More Money than God Sample

MORE MONEY THAN GOD

my father said, again and again, shaking his head
in disbelief at any ostentation; the neighbor’s gold-
plated knocker (we still banged fists) or my own lust
to own the autographed edition or the waxed bronze bust.
It is not only the idea—which should hold all the pleasure—
but the poet’s pencil marks on paper which we treasure
above the memorized poem. And so I fan my flushed face,
signaling the fast-talking auctioneer, who has traced
the provenance, and picks up the pace, multiplying offers.
And who now does my father’s bidding? Heaven’s coffers,
perhaps, are for the destitute; but why did he have to die
to escape the shitty crime-ridden, never-to-be-gentrified
neighborhood of both our births?
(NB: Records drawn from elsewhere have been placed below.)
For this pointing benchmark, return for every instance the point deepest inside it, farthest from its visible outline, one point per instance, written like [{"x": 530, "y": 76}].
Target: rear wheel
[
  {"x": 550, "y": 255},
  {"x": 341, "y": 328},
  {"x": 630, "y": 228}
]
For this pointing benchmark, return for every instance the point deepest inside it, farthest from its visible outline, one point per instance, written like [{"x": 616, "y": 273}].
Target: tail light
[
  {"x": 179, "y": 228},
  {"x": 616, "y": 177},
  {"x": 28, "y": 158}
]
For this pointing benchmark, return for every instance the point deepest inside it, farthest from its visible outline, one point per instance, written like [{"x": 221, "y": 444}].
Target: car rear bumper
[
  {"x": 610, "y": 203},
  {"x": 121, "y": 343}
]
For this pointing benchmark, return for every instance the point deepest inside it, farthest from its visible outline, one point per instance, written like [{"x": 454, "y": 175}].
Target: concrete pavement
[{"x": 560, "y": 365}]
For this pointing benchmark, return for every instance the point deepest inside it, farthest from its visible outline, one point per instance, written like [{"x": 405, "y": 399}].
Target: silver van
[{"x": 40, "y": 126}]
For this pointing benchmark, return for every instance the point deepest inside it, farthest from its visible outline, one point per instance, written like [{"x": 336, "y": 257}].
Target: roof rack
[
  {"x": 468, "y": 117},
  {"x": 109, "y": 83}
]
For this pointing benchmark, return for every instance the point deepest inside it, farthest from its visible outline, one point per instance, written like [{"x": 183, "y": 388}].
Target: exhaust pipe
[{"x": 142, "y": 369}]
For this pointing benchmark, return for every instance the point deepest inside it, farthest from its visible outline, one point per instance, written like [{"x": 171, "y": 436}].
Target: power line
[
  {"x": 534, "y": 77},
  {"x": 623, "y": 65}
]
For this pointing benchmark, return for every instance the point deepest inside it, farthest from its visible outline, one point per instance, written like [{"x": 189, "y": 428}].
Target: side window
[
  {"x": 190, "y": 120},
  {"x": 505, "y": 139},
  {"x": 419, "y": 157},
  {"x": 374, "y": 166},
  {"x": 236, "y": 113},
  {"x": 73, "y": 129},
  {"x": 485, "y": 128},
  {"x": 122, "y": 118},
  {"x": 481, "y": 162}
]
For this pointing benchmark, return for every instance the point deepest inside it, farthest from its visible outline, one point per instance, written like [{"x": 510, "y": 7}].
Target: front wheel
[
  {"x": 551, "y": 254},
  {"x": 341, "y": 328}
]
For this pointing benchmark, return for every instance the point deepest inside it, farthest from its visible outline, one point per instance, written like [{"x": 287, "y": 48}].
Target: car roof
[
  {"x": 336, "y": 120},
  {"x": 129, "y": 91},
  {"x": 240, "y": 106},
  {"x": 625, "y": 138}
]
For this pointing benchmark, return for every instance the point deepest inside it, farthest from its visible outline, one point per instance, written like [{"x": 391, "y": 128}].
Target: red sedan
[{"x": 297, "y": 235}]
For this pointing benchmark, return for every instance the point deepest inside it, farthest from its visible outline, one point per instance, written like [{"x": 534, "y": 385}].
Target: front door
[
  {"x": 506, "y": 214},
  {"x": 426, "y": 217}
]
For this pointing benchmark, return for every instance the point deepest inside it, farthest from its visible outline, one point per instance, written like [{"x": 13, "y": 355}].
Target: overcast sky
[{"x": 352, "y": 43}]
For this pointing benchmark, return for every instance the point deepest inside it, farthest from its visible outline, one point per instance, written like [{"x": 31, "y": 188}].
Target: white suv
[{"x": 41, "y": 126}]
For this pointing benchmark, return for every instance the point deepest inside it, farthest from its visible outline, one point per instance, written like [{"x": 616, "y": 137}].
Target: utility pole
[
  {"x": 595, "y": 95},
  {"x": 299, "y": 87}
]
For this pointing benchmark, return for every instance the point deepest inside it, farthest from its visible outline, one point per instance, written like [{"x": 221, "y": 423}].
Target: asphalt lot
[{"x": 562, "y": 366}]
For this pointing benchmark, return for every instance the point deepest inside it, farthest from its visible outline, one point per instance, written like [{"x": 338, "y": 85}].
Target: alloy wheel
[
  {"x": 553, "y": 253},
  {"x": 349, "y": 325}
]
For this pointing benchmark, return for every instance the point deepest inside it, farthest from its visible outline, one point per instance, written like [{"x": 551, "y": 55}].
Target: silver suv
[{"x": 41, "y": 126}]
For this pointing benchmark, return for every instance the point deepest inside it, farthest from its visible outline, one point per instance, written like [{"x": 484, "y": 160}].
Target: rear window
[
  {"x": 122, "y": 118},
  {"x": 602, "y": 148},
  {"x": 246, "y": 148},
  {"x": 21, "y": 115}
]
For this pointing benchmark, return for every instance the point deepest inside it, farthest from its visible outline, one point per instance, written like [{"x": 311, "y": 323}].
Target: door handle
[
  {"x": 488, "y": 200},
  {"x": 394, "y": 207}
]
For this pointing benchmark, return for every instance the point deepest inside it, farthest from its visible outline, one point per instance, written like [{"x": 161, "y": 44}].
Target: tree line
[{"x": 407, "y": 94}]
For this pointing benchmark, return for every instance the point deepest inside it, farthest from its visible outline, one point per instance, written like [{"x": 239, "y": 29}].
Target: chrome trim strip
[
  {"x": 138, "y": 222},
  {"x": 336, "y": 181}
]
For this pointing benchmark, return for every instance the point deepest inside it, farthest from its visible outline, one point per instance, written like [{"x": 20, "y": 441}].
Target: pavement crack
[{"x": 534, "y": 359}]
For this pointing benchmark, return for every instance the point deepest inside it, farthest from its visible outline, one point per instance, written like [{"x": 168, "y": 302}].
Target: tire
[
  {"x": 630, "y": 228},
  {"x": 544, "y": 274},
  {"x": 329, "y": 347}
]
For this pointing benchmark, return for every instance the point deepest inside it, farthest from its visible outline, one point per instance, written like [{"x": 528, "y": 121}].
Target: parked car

The cost of living,
he would argue, is not the worth of being alive.
But still he checked each lottery ticket which littered
the empty lot next door, praised their silver latex glitter,
praying to the beautiful unscratched, like little gods.
Money talks, he taught me. But nobody beats the odds.


DEAD NEGRO
Originally published in the Harvard Review

Nothing is where I left it. The empty littered lot
next to my father’s hardware store has turned up
two blocks to the north. Even the store itself,
which sold its last hammer and nail to the contractor
who tore it down, putting this substandard duplex
in its place, is missing. And the neighbor’s children
are now the neighbors, and the chalk outline of my father
is rained from the gutter where he settled down with
the bullet that killed him. Somewhere else, the murderer
is murdering somebody else, but everything is the same

in the poem where the poet misplaces his keys.
My old Jewish neighborhood is filled with blacks,
and the African-American neighborhoods are busy
with Asians, and the Mexicans are everywhere
but here, in this dark bistro, in the Soviet era city of Pskov,
six hours south of Saint Petersburg. There is
a Dead Negro on the bar menu. The dead Jews,
my father among them, rise up in protest
like the benevolent protectors they once were.
They are looking for the picket line which is no longer
where they left it. And the leftists have moved
to the right, and God is looking for God everywhere.

Nothing is where I left it. Not my hammer and sickle,
not my Star of David, not my well-thumbed book of poems.
My wife and children are nowhere to be found.
O Amichai, can you help me to find my keys
in the pockets of the Palestinian boy moved
into my Brooklyn home. His sister is missing
and his mother is not where he left her. It’s enough
to start anyone drinking. I’ll have a Dead Negro
somebody says from the next booth, a black man,
maybe the one that killed my father, but in this light
I can’t tell; everyone looking exactly the same.